Structured clustering representations and methods
Heilbut, Adrian Mark
MetadataShow full item record
Rather than designing focused experiments to test individual hypotheses, scientists now commonly acquire measurements using massively parallel techniques, for post hoc interrogation. The resulting data is both high-dimensional and structured, in that observed variables are grouped and ordered into related subspaces, reflecting both natural physical organization and factorial experimental designs. Such structure encodes critical constraints and clues to interpretation, but typical unsupervised learning methods assume exchangeability and fail to account adequately for the structure of data in a flexible and interpretable way. In this thesis, I develop computational methods for exploratory analysis of structured high-dimensional data, and apply them to study gene expression regulation in Parkinson’s (PD) and Huntington’s diseases (HD).
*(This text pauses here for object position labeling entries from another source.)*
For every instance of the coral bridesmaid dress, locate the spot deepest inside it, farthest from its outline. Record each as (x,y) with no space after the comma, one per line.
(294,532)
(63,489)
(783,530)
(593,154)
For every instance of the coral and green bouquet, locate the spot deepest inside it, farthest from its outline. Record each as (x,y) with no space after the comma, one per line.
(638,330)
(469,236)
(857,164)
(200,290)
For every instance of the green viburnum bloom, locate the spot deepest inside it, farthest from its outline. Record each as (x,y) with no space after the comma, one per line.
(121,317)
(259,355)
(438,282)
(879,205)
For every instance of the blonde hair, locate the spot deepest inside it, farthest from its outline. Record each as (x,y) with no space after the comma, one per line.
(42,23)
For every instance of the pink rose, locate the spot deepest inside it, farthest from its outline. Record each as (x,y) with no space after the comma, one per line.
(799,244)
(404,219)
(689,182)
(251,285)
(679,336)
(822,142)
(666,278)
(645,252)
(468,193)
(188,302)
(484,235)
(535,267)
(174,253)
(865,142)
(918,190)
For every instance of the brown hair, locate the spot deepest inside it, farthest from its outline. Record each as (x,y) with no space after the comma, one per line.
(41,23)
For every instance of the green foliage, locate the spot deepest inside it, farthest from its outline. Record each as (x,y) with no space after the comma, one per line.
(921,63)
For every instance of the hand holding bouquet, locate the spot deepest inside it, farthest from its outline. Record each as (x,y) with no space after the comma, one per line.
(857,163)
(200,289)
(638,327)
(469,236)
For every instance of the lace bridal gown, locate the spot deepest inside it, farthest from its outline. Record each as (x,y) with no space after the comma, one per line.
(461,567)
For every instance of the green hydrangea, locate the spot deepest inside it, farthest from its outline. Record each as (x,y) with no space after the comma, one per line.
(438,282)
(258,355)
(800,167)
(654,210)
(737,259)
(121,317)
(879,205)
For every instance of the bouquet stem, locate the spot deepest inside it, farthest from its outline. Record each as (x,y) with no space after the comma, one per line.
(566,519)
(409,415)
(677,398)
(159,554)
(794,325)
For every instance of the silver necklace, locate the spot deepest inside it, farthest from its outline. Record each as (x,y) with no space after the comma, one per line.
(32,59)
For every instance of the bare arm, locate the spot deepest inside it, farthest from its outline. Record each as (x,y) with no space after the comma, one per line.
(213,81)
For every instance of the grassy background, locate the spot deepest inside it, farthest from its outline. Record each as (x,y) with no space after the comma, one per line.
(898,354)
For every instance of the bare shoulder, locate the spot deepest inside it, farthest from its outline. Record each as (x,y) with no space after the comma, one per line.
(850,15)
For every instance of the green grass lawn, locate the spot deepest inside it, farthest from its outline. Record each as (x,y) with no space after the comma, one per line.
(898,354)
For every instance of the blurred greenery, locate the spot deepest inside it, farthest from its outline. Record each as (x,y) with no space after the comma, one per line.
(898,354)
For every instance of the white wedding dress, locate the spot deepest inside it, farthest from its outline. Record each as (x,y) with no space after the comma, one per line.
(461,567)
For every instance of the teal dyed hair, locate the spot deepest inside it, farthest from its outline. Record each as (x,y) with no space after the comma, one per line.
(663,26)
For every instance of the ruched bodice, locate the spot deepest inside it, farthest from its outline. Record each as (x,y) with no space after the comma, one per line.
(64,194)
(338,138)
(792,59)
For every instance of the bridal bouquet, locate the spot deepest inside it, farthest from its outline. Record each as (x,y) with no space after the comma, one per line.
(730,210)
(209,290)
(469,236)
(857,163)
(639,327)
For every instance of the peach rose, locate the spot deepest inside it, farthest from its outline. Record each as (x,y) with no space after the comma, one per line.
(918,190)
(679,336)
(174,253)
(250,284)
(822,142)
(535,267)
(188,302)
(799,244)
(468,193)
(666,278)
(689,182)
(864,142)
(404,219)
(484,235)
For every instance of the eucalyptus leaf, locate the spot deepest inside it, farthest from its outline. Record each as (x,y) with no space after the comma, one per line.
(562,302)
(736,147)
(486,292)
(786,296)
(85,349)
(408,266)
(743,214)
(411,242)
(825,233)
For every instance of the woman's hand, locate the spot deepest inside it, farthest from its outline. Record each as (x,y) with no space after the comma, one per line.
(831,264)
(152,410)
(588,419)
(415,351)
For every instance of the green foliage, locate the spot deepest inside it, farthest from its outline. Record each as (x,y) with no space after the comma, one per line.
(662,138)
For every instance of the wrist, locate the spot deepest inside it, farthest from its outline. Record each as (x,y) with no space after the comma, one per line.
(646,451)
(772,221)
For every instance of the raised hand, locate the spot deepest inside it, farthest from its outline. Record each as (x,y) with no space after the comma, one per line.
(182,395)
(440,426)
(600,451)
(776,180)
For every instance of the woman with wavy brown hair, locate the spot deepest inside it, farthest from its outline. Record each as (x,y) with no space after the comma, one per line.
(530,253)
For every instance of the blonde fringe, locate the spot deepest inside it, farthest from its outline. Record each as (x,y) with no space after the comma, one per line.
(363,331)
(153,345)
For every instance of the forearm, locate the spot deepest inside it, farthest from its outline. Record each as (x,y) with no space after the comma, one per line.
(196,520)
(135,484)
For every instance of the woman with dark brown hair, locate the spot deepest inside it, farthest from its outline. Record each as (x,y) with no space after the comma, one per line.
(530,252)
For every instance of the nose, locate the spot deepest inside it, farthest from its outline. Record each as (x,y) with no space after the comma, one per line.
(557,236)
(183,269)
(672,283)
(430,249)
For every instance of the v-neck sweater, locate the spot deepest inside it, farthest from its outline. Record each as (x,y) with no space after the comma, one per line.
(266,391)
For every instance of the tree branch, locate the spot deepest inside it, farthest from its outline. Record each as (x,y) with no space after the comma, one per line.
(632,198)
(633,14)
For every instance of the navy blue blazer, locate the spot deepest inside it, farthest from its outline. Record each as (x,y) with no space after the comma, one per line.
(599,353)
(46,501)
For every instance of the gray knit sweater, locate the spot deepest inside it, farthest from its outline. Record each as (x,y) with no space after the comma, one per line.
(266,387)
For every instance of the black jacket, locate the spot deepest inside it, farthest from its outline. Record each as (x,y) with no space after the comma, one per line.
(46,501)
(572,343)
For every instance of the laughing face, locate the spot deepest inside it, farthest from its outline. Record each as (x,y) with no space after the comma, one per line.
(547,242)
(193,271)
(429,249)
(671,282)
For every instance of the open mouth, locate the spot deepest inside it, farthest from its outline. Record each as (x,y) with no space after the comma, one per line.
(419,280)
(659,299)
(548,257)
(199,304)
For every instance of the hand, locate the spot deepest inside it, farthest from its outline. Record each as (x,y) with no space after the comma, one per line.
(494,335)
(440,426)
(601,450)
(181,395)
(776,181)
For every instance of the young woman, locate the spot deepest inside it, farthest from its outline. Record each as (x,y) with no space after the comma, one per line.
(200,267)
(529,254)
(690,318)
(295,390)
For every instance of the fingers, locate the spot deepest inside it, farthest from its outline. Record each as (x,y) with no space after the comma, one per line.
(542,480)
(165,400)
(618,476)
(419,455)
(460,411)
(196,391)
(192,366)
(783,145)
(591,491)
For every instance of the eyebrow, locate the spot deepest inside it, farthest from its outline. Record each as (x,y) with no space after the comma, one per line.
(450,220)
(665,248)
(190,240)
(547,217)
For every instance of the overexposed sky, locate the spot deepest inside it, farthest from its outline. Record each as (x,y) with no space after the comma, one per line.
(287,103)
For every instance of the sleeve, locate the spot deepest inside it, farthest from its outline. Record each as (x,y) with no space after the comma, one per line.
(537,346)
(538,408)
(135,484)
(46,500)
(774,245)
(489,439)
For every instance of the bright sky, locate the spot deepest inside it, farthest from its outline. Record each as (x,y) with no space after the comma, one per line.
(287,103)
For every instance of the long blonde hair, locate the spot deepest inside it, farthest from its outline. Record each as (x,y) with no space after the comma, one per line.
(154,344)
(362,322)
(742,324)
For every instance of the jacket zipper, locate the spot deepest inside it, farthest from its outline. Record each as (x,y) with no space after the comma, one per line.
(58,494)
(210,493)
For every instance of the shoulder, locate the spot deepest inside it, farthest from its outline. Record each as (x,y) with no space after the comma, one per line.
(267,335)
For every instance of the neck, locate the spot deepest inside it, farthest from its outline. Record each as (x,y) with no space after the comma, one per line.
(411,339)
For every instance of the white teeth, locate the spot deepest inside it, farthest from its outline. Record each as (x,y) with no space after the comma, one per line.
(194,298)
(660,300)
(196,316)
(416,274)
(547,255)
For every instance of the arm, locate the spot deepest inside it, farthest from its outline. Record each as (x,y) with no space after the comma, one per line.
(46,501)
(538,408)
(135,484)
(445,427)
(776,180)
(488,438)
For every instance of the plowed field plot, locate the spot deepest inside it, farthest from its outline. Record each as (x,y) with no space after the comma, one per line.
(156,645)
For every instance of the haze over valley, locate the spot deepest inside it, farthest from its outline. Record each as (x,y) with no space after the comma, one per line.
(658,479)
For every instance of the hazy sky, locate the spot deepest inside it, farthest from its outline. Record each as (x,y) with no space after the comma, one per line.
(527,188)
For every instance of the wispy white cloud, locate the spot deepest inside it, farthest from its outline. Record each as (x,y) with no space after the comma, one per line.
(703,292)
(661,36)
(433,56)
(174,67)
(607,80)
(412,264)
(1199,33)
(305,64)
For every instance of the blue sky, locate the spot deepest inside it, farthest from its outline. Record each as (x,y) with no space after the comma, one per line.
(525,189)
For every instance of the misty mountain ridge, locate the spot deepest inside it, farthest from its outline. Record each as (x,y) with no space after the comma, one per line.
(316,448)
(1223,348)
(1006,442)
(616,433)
BOMBASTIC (Block-Organized, Model-Based, Tree-Indexed Clustering) is a methodology to cluster and visualize data organized in pre-specified subspaces, by combining independent clusterings of blocks into hierarchies. BOMBASTIC provides a formal specification of the block-clustering problem and a modular implementation that facilitates integration, visualization, and comparison of diverse datasets and rapid exploration of alternative analyses. These tools, along with standard methods, were applied to study gene expression in mouse models of neurodegenerative diseases, in collaboration with Dr. Myriam Heiman and Dr. Robert Fenster. In PD, I analyzed cell-type-specific expression following levodopa treatment to study mechanisms underlying levodopa-induced dyskinesia (LID). I identified likely regulators of the transcriptional changes leading to LID and implicated signaling pathways amenable to pharmacological modulation (Heiman, Heilbut et al, 2014). In HD, I analyzed multiple mouse models (Kuhn, 2007), cell-type specific profiles of medium spiny neurons (Fenster, 2011), and an RNA-Seq dataset profiling multiple tissue types over time and across an mHTT allelic series (CHDI, 2015). I found evidence suggesting that altered activity of the PRC2 complex significantly contributes to the transcriptional dysregulation observed in striatal neurons in HD.